Louis giggles, sounding lovesick. Papi squeezes his hand, signalling it’s too much.


Papi hums, and Louis tilts his head against his chest. The arm around him adjust to pull him closer.

“How… how did you two meet?” she asks, glancing around for something to save her.

“He came into the restaurant and I had to have him,” Papi says with a shrug, and Louis raises his eyebrows, surprised. He turns so he’s leaning sideway against his chest, looking him in the face, and Papi’s fingers lace over his left hip.

“Oh really?”

Papi grins, pecking his temple, “You know I think you're the most gorgeous thing I've ever seen, mon choupinet. Stop fishing for compliments.”

“You work here?”

He can hear the distaste in her voice, probably thinking Papi’s a waiter or busboy, someone that would pick up on Louis being old money and would pounce. While he didn't think she'd actually feel that way, she was raised the same social circles Louis was, and he was well aware that some old classist habits die hard.

When he looks, though, Papi is smiling, saccharine sweet.

“I own it.”

She looks taken aback. The restaurant is the sort of trendy Parisian hotspot she and her annoying friends had probably been lucky to get a reservation at. Louis knows his mother only got in due to her clout in certain circles. The thought that Louis, the man she thought of as dull and emotionally repressed, has managed to land the attractive blond owner threw her for sure.

Whatever she thought she'd get out of Papi isn't working, so she turns her attention on Louis.

“So you've found something else to live off of instead of, I presume?”

Louis opens his mouth to respond, bristling, but Papi scoffs before he can get anything out.

“He doesn't need to. You should see his new work,” Papi insists, warm, loving tone taking over his voice, “It’s gorgeous. He can't paint them fast enough.”

“She has no eye for art, darling,” Louis says, and her mouth turns down into a frown, “I don’t suspect she’d get it.”

She seems to be over this conversation, turning fully and lighting up when she sees someone.

“Anais is waiting. I should go.”

She doesn’t even say goodbye, instead turning on heel and is quickly off. Papi doesn’t drop his arms from around him, and Louis watches as the permanent sneer on Anais' face shifts to surprise when Papi waves at her and she registers it's Louis in his arms.

“How did you know I painted?”

Papi grins, “You’ve got acrylic on your jeans.”

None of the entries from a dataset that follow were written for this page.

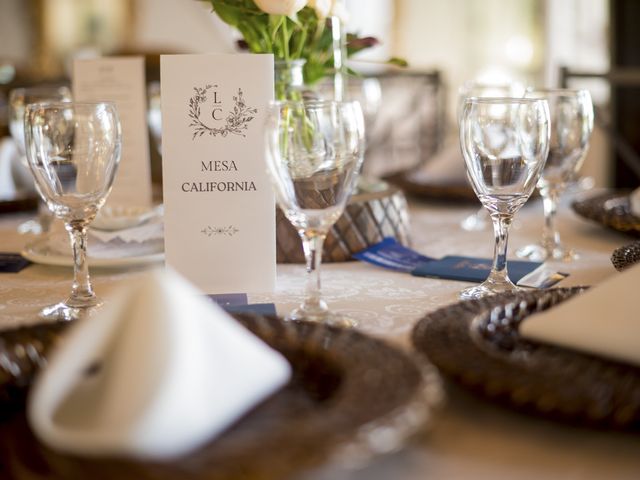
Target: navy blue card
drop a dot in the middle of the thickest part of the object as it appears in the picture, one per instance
(226, 299)
(260, 308)
(471, 269)
(237, 303)
(390, 254)
(12, 262)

Louis glances down and flushes when he notices the small stain of dark blue at his knee.

“She always hated that I got paint everywhere,” he murmurs, staring at it, and Papi kisses his cheek.

“Well, no offense, mate, but she seems...”

“She was shocked, I think. To see us like this. It was the lack of affection that split us apart apparently. That's why she claimed she started an affair with my lawyer.”

“You’re shitting me.”

Papi’s arms around him tighten, angry, and Louis rests his head on his chest. The action seems to make him relax, though his arms don’t move from where his fingers are laced at his hip.

“I’m not. It wasn't... a clean divorce, to say the least. I studied business in university, but ended up hating it. I wanted to paint, and a Dega would never waste his time on something so stupid, but I was so miserable…” Louis shakes his head, “The day I quit the firm I went home early to find her in our bed with him. After that I didn’t feel like lying about liking men too, and well...”

Papi gives him a squeeze. He should probably move away, but he’s so comfortable like this, the liquor making his head swim a little. Papi doesn’t seem to mind either, with the way he’s clinging to his small frame.

“I should buy you that drink, I think.”

Louis moves to retrieve the menu from the bar but Papi pulls him back to him, his eyes clearly betraying that he thinks Louis is an idiot.

“Why would I make you buy me a drink at my own place?”

Louis presses his hands to Papi’s chest, frowning.

“...Are you asking me out for a drink, Papillon?”

“I was thinking we could shift this to a place I know...”

Louis licks his lips, fighting the urge to smirk when Papi can’t take his eyes off his mouth.

“Actually... if you'd be comfortable with it, there’s a bottleshop not that far from my flat that should be open.”

Papi smirks.

“Well, then. What are we waiting for?”